幸村精市 五月八日






まず昨日のあのあとのことを話そう。取り敢えず、友のお母さんが帰ってきて、俺はいの一番に報告した。あのときの友のお母さんの慌ててぷりは筆舌尽くしがたいものがある、野菜をぶちまけ玄関先ですっころんでしまったドジな友のお母さんは見ていて新鮮だった。彼女はそんなドジなタイプではなかった筈なのだが、……うん、まあ、それだけ嬉しかったんだろう。その後俺は親子の対面を邪魔してはいけないだろうと少し名残惜しくはあったが退散し、ほくほく顔で家に帰っていった。家に帰ってしたことは、ノートの整理であったことを考えると俺も友のお母さんと肩を並べるぐらい嬉しかったのだ。今思うと浮かれすぎていたように思う。



そして今日。俺は珍しく朝早くに掛かってきた柳からの電話で叩き起こされた。どうやら昨日の先輩達の対話が上手く言ったようで俺達に来て欲しいとのこと。朝練前のかなり早い時間に起こされた俺は、それでも分かったと承諾して、直ぐに着替えて学校に向かった。早く、解決してあの先輩を友の前に突きだして謝らせよう。そればかりが頭を巡回していた。





部室の前に集まった俺達三人を迎えたのは部長だった。部長は申し訳なさそうな顔をして、俺達に口を開けた。

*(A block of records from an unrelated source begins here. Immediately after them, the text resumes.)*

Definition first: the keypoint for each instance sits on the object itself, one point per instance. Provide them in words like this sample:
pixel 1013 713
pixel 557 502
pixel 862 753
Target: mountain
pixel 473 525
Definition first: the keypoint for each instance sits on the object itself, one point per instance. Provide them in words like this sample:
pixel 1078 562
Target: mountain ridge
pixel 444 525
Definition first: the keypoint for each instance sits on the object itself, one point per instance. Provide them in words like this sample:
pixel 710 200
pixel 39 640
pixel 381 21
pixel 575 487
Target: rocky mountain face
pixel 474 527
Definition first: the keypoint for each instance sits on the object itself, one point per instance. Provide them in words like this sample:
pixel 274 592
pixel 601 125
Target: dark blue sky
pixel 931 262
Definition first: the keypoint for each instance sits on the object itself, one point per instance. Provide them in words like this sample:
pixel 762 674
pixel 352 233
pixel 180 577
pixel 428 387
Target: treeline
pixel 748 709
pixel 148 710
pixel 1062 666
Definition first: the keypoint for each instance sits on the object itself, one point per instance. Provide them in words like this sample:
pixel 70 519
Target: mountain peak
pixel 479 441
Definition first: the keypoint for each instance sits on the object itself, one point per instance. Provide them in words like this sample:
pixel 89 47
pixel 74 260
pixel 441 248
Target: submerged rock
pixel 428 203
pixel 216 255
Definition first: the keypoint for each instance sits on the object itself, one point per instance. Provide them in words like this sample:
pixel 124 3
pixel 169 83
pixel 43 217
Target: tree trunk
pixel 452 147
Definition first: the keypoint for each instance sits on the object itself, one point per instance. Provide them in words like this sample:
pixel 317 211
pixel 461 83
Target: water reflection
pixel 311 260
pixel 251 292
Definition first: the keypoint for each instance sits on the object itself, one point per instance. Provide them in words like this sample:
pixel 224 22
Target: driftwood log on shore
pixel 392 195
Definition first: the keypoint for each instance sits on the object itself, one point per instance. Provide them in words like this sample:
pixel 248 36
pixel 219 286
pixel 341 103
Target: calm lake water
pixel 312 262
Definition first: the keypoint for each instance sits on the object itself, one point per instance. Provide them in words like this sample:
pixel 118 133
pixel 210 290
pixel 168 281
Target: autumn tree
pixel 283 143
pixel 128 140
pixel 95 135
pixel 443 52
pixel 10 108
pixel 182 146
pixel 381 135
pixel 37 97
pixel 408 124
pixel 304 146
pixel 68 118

「中には堤腹がいる。どうかあいつの話を聞いてやって欲しい」


腰を下げて頭を垂れる部長に真田が困惑を示す。真田が訊いてくれと言わんばかりの視線を投げ掛けたから、柳は仕方がないというように部長に意見する。


「どうしてでしょうか。確かに本人に話しは訊きたいとは思っていました。しかし昨日のあの様子では俺達が訊いたところで答えてくれるとは思えませんでした。ですから俺達はつい部長のその口から事実を伝えてくれるものばかり思っていたのですが」

「俺も最初はそのはずだったんだけどな。でも、アイツは俺じゃあ駄目なところまでお前達に不満があるらしい。………部長としては情けないよ。部員の本音を聞き取れないだなんて」

でも、それだけ堤腹の不満は、多かったんだ。沈んだ声で言う部長。


「お前らに頼むのはこれで最後になると思う。俺達は今日中にとは言わないまでも、一週間中にはテニス部から退部することになっているからな。だから、最後に部長命令をきいてくれると嬉しい」

「………」


柳が押し黙り、俺に視線を寄越した。長細い目が俺に今後を問おてくる。俺は少し息を吐き出して、そしてぐっと息を吸った。


「部長のお話は聞けません。俺達に不満を押し付けて去っていくような人間の愚痴をきいたところで枷になるだけです」
「っ……。そりゃあ、そうだよな」
「でも、ちゃんと真実はきいてきます。どうしてこんなことしてしまったのか、その理由を。包み隠さず全てきいてきます」
「っ!幸村っ」
「勘違いしないで下さいね、彼女の―――被害者の為です。加害者の為に不満をきいてあげるわけじゃありませんから」


頭がまた下がる。真田が耐えきれずに上げて下さいと声を張り上げた。柳は俺の肩を叩いていいのかと聞いてくる。このDVD事件を通して何度も言われた言葉に俺は頷く。彼女、友の為だから。関係ない彼女を何故先輩が傷付けなければならなかったのか、それを俺は知って、先輩を糾弾しなくてはならないから。けして部長の為ではない。そして堤腹先輩の為でもない。


扉を開ける為に手を伸ばす。何故だか指先がピリピリした。